Nos la damos de ser una sociedad avanzada y civilizada, con muchos derechos que ejercer pero escasas obligaciones que cumplir.
No sé si a pesar de tantos cambios en nuestros hábitos de vida, con restricciones en los horarios, medidas de seguridad, normas que reducen nuestros movimientos, hay quien piensa que hemos aprendido a vivir moderadamente porque en la obligada limitación hemos descubierto que se puede vivir con menos.
Las terrazas han perdido su olor a aceite requemado, los macroencuentros de adolescentes se van reduciendo aunque a estos les parezca que se les escapa la vida sin disponer de esas miradas etílicas, discotecas y bares de moda apagan sus luminosos antes que nosotros –tradicionales en las horas de descanso cerremos los ojos, mientras las redes sociales, con toda perversidad, desprenden humo negro porque no habemus placeres mayores que echarnos a la boca.
Hay más de un virus rondando el Planeta, preocupadamente permisivo–, aparte la listeria, el coronavirus, la meningoencefalitis que sí están reconocidos, estudiados y catalogados.
Pero hay otros que rondan a las personas, pero no a las conciencias, y están a la orden del día, cuando guardamos cola y alguien nos adelanta la vez con mirada al frente y ni una palabra de un mínimo respeto; o cuando amanece la puerta de casa con alguna defecación descontrolada de un perro, cuyo dueño no se ha sentido responsable de las incontinencias de su mascota; o cuando una señora desvergonzada nos empuja en la línea de caja porque no alcanza un paquete de cuatro pilas alcalinas brillantes con la presencia impertérrita de un guardia de seguridad que no dice ni mu, pensando “a mí que me registren”.
Y nos la damos de ser una sociedad avanzada y civilizada, con muchos derechos que ejercer pero escasas obligaciones que cumplir, y manifestamos un desprecio visible por aquello con lo que no comulgamos pero tampoco respetamos.
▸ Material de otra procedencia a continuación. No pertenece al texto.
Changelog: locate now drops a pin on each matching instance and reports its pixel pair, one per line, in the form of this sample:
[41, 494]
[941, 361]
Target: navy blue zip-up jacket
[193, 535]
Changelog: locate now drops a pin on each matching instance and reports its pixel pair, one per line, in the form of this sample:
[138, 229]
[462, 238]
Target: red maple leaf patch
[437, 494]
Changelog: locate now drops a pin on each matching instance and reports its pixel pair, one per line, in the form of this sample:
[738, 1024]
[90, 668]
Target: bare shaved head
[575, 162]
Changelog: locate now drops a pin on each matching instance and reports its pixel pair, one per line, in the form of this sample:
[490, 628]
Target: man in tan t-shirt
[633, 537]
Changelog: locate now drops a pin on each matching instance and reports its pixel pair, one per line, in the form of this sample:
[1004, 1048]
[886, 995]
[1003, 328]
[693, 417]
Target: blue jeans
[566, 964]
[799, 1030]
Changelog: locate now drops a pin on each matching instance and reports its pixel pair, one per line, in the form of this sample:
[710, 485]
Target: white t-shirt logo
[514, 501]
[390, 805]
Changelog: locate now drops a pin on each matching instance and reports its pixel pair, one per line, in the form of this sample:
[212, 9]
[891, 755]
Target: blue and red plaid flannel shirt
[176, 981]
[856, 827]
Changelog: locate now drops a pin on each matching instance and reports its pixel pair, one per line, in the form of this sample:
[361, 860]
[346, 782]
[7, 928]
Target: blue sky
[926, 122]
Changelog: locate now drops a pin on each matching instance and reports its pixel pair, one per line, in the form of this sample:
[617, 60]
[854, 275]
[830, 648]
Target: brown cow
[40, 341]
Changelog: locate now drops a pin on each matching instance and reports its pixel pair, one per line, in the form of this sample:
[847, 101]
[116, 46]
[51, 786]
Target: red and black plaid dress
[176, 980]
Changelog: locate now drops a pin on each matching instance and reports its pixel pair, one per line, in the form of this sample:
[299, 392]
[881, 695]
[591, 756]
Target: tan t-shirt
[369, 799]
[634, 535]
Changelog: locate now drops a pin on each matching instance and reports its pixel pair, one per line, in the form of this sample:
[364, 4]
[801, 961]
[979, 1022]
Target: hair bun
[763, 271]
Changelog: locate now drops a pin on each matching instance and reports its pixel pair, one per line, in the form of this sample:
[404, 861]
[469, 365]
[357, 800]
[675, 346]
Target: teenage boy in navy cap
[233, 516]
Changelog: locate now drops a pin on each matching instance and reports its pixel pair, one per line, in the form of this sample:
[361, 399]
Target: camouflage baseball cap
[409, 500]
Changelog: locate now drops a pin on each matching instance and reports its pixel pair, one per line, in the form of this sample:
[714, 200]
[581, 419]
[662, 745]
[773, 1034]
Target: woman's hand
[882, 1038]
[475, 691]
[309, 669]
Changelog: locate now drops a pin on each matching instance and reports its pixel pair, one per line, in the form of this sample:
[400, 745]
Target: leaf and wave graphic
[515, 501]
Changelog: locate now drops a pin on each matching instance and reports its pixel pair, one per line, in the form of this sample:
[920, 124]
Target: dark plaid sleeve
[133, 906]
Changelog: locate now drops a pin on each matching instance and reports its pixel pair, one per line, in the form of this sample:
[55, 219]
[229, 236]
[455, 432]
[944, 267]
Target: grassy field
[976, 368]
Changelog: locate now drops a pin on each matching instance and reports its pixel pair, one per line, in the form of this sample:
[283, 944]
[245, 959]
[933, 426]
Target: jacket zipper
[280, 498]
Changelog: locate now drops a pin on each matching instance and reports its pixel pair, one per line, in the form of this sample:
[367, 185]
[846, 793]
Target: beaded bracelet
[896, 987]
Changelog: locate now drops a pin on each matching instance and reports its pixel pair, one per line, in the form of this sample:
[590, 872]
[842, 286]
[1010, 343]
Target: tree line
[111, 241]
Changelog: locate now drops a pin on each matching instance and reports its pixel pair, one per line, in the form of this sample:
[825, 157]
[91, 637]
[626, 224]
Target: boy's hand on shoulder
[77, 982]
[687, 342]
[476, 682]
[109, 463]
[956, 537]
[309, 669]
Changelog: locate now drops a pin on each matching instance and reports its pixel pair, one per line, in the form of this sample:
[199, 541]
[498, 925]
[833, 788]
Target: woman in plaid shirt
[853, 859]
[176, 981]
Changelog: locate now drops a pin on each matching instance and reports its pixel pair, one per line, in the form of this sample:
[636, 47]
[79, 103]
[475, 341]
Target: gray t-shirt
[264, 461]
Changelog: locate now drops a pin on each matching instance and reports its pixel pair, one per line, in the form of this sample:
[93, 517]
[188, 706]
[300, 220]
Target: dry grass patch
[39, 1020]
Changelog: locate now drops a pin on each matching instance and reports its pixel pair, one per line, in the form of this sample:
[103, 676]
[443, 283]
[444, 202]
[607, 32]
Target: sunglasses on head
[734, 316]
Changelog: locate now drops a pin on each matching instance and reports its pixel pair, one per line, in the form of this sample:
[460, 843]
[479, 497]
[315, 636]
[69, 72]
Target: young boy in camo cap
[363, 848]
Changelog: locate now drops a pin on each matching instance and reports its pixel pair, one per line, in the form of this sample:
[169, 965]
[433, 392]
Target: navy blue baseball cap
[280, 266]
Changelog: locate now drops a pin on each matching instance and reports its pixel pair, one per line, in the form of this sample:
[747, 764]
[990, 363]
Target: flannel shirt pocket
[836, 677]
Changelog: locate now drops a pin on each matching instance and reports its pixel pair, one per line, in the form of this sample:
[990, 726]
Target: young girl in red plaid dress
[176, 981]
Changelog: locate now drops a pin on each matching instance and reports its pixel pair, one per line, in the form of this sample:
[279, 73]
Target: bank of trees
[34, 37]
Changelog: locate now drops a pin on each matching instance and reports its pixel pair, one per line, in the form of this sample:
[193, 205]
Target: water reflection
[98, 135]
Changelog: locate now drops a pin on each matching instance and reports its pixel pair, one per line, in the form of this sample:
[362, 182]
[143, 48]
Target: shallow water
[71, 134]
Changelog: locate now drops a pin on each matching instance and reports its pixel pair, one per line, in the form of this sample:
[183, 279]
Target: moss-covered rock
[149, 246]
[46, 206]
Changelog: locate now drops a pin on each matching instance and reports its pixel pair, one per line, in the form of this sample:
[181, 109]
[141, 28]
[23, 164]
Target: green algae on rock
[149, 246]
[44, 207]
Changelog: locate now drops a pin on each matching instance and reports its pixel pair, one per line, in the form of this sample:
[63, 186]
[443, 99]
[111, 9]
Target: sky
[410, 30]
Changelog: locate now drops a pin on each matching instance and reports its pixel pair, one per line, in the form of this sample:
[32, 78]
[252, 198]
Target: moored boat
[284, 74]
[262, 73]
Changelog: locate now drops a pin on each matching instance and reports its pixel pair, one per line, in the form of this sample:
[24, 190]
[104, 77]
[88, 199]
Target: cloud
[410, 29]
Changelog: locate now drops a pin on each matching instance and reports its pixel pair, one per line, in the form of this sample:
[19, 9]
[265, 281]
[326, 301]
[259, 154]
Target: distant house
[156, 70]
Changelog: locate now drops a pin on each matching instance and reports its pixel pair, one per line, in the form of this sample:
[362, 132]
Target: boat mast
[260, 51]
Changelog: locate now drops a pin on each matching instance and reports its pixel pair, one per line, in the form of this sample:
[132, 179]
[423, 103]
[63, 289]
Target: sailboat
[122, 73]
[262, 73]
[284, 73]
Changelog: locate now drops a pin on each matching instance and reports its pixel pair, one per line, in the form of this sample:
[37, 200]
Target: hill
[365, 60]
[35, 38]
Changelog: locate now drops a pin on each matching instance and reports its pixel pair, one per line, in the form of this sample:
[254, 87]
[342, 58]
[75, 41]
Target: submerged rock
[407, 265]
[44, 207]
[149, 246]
Pequeños y mayores, adolescentes y adultos…
Cada lugar que visitamos parece un punto de salida cuando en el suelo una línea nos marca las distancias para guardar turno, en esta nueva subnormalidad de extravagancias baratas y esperpento, de estrafalarios altares donde se encumbra la desfachatez y la exaltación de lo ilógico, espoleado por la aclamada indecencia. Así, sin orden y con creciente desconcierto.
¿Alguien cree que con estos valores inculcados desde actitudes paternales ultraconservadores y asociacionistas neopuritanos estamos aprendiendo a vivir –o a existir– moderadamente?